У 1 больной результаты ИГХ-исследования свидетельствовали об активно пролиферирующей опухоли в области угла нижней челюсти. Пациентка направлена на лечение в стационар для проведения фрагментной резекции. В других случаях показатели пролиферативной активности по Ki-67 не превышали 15%, а реакция на мутантный белок p53 была слабоположительной.
При контрольных рентгенологических обследованиях, которые проводились каждые 3 мес, определялось постепенное заполнение костного дефекта новообразованной костной тканью до полного восстановления целостности кости. Данная методика позволила сохранить целостность челюстной кости, избежать госпитализации пациентов и применения радикальных методик.
Клинический пример
Пациентка И. обратилась в ЦНИИС с жалобой на ноющую боль в области нижней челюсти справа. В анамнезе: в 2003 г. — операция цистэктомии с резекцией верхушки корня 4.5 зуба. Гистологическое исследование выявило амелобластому, но динамическое наблюдение с рентгенологическим контролем не проводилось. Пациентка вновь обратилась за помощью в 2010 г. в связи с появлением дефекта нижней челюсти. При обследовании клинически определена деструкция нижней челюсти в зоне 4.6, 4.5, 4.4 зубов. Выполнена ортопантомограмма (рис. 1, см. на цв. вклейке).
Данные ИГХ-анализа свидетельствовали о низкой пролиферативной активности опухоли, что дало основание для продолжения лечения в амбулаторных условиях и динамического наблюдения за пациенткой.
При динамическом наблюдении с рентгенологическим контролем 1 раз в 3 мес отмечено постепенное уменьшение размеров внутрикостного дефекта и заполнение его новообразованной костной тканью (рис. 3, см. на цв. вклейке).

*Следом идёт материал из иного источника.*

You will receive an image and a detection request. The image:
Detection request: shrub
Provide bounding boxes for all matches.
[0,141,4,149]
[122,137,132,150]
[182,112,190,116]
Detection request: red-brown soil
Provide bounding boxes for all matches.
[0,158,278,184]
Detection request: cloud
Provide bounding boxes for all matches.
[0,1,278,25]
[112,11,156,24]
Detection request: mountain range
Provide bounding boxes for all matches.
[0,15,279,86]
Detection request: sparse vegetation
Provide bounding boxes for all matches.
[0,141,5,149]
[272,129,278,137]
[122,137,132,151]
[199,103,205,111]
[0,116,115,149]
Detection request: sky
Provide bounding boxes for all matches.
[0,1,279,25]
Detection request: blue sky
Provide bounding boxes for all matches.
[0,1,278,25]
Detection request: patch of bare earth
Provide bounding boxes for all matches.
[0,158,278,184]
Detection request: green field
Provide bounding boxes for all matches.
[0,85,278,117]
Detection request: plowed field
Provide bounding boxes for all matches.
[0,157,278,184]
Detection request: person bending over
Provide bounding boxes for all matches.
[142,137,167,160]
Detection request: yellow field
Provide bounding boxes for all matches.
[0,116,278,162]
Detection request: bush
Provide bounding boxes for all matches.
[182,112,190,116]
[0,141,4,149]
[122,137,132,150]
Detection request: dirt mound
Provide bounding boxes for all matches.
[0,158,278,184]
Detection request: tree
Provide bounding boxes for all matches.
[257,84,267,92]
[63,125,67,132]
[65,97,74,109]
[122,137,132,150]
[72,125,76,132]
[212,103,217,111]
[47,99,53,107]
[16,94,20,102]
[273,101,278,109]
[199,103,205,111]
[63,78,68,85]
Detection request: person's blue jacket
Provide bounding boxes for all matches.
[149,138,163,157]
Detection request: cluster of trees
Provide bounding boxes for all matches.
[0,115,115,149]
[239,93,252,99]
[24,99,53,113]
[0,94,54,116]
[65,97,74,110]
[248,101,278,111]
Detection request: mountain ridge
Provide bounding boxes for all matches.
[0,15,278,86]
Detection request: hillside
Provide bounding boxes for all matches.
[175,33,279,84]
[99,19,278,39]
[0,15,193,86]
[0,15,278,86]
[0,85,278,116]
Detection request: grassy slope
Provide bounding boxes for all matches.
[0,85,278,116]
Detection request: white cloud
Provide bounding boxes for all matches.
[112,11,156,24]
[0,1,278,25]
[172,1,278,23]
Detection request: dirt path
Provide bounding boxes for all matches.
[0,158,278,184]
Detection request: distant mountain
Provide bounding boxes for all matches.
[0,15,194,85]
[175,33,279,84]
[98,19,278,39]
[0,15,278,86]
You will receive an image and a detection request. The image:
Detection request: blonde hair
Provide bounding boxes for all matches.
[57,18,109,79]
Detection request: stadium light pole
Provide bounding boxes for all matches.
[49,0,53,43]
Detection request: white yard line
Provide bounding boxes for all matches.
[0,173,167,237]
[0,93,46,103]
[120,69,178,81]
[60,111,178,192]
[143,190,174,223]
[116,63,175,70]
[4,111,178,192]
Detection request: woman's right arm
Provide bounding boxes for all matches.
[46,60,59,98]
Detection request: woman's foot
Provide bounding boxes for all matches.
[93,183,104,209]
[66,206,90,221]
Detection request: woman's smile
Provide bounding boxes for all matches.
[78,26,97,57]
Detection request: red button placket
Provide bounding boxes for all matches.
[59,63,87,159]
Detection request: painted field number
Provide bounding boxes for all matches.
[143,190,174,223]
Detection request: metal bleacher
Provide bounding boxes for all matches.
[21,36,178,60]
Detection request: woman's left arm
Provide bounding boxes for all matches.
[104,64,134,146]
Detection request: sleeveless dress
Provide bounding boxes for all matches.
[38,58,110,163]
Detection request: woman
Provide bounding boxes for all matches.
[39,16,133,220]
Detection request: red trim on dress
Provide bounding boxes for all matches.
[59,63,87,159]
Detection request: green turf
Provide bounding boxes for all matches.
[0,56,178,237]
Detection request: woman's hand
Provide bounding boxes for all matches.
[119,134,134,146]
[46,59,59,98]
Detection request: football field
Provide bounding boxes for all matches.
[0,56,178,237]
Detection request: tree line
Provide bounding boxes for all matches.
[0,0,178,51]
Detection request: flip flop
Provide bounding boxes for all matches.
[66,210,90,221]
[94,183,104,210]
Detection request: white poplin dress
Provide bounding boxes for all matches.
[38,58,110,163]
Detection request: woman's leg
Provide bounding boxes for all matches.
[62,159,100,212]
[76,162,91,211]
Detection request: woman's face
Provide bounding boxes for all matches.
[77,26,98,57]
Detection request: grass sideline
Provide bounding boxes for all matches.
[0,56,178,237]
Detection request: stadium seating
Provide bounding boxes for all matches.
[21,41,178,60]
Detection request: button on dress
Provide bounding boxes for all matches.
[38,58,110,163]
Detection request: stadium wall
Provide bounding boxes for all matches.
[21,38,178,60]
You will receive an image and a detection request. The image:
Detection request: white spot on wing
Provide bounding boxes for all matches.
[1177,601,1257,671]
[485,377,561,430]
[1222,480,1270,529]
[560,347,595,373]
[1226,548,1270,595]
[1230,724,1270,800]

Наш опыт амбулаторного лечения пациентов с амелобластическими фибромами и некоторыми типами амелобластом методом щадящей операции экскохлеации с периферической остеотомией показывает, что даже если результаты клинико-рентгенологического обследования указывают на опухолевое образование, не стоит торопиться с проведением операции резекции челюсти, так как разные гистологические типы данных опухолей характеризуются разными пролиферативным потенциалом и степенью агрессивности. ИГХ-исследование опухолевой ткани позволяет оценить прогрессию опухоли и спрогнозировать течение заболевания.

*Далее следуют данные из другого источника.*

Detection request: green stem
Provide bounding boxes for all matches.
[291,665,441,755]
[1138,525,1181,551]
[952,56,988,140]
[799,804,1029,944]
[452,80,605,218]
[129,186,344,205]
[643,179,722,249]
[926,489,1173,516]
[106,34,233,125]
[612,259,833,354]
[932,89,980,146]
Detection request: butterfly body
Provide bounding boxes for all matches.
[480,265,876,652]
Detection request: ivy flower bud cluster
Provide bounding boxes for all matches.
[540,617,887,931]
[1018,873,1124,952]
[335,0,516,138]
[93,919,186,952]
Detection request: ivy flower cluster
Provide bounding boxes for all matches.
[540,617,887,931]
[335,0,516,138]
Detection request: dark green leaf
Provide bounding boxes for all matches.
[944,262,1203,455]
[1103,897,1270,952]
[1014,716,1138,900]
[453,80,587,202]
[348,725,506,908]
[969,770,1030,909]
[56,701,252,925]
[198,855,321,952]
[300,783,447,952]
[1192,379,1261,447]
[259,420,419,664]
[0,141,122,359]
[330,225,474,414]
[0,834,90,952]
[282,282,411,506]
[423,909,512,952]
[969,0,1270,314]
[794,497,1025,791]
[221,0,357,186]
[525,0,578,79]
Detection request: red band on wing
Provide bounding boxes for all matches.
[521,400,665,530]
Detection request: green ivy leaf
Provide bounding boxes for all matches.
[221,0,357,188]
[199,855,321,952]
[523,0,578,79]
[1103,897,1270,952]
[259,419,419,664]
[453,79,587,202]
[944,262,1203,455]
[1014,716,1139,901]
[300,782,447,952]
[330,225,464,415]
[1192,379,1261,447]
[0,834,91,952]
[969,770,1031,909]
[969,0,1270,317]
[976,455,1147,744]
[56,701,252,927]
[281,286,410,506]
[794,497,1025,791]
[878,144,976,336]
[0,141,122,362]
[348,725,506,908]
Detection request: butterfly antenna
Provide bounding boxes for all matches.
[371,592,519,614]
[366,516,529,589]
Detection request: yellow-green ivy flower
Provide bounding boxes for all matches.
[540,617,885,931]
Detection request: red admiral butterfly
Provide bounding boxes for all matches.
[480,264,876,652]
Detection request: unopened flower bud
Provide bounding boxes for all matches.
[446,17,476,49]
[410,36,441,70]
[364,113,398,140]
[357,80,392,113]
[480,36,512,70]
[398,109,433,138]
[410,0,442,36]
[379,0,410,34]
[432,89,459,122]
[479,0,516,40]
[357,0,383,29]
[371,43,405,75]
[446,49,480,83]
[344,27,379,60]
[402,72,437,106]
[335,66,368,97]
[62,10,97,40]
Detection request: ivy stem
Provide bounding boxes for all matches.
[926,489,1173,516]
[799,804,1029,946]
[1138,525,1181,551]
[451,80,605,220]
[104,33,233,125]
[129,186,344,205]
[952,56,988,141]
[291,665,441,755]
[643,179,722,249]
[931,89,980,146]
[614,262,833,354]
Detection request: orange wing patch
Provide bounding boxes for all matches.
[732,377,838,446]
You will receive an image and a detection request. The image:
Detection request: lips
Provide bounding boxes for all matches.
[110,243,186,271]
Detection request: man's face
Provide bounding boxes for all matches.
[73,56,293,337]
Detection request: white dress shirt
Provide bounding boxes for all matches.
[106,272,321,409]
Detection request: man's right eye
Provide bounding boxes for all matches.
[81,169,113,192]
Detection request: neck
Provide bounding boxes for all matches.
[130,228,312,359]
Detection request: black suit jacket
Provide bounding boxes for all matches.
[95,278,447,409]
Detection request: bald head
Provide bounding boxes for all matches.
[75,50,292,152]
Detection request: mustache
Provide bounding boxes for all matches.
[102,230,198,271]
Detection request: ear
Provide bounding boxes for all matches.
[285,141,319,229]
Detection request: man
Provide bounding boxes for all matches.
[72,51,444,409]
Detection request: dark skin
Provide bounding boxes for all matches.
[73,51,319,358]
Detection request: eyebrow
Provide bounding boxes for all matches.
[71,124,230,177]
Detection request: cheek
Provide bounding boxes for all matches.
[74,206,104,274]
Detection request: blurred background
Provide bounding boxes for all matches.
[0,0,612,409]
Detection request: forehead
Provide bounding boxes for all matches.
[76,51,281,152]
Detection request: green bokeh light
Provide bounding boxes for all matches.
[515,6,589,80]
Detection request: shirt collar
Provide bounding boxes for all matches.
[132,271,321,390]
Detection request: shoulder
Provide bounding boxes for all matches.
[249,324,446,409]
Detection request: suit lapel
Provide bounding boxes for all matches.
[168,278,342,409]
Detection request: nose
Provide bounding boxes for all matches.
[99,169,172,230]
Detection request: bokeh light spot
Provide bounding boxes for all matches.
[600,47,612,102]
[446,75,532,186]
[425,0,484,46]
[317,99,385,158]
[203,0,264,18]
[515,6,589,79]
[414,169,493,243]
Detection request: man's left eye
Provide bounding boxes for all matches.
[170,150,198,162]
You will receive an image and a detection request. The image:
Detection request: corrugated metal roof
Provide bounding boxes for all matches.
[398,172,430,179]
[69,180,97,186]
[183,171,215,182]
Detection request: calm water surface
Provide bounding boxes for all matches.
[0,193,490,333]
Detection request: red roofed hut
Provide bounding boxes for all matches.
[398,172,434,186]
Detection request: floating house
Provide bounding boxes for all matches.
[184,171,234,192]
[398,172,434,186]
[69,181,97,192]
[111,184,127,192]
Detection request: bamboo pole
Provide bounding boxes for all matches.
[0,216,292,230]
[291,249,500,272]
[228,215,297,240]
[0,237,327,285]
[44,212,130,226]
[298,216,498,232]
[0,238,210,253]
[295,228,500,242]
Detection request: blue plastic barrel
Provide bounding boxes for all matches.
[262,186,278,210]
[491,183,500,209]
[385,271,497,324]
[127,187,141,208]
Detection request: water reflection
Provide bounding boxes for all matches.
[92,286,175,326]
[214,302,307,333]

В случае выявления ИГХ-исследованием высоких уровней экспрессии маркеров опухолевой прогрессии (Ki-67, p-53), а также при продолжающемся росте опухоли, что проявляется увеличением площади резорбции костной ткани на контрольных рентгенограммах после оперативного вмешательства и при рецидивировании заболевания после окончания лечения (рецидивирование выявляется в процессе диспансерного наблюдения), возникает необходимость в радикальном хирургическом вмешательстве по типу резекции челюсти.
Индивидуальный подход к каждому пациенту позволит сократить число калечащих операций, требующих длительного периода реабилитации.
Пациенты с доброкачественными опухолями даже после восстановления нормальной структуры кости подлежат длительному диспансерному наблюдению, так как рецидивирование заболевания возможно и через 10—12 лет.
Таким образом, на наш взгляд, проведение операции расширенной биопсии с последующим гистологическим и ИГХ-исследованием опухолевой ткани необходимо для принятия решения об объеме и методике радикального хирургического вмешательства с учетом уровней экспрессии белковых маркеров опухолевой прогрессии (Ki-67, p-53). Расширенная биопсия должна быть дополнена периферической резекцией окружающей костной ткани, что позволяет при минимальных уровнях пролиферативной активности опухоли лечить пациентов с данной патологией амбулаторно с сохранением непрерывности кости.
Детальное изучение гистологических особенностей амелобластом разных типов с учетом их пролиферативной активности и степени агрессивности дает возможность прогнозировать течение заболевания и планировать оптимальное лечение.